Muansa clypealis (Karsch, 1890) is a visually amazing cicada, with a remarkable angular pronotal collar and almost butterfly-like wing inclusions. It is found in Sub-Saharan Africa/West Africa, including the countries Cameroon, The Central African Republic, The Democratic Republic of the Congo, Nigeria, and Zaire.

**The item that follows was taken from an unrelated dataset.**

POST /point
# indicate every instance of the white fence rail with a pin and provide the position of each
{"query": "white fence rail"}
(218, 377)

Scientific classification:
Family: Cicadidae
Subfamily: Cicadinae
Tribe: Platypleurini
Genus: Muansa
Species: Muansa clypealis (Karsch, 1890)
A Muansa Distant genus description by W. L. Distant:
Characters. — Head (including eyes) slightly wider than base of mesonotum, not truncate anteriorly, but frontally produced, about as long as pronotum (excluding its posterior margin); pronotum transverse, its posterior margin little more than half the length of vertex, the lateral margins strongly and angularly produced, angular apices reaching to about middle of basal cell of tegmina; mesonotum a little longer than pronotum; anterior femora with one or more distinct spines, posterior tibiae with a few slender spines on apical areas; metasternum elevated and centrally sulcated ; tympana practically covered; opercula short, broad, their apices more or less convexly rounded; rostrum reaching the posterior coxae; tegmina with the basal cell broad, ulnar veins well separated at their bases
References:
- The illustration and genus description comes from the journal Genera Insectorum, and a specific article from 1913 by W. L. Distant titled Homoptera. Fam. Cicadidae, Subfam, Cicadinae. Read it on the Biodiversity Heritage Library website.
- Species name information/verification comes from Allen Sanborn’s Catalogue of the Cicadoidea (Hemiptera: Auchenorrhyncha).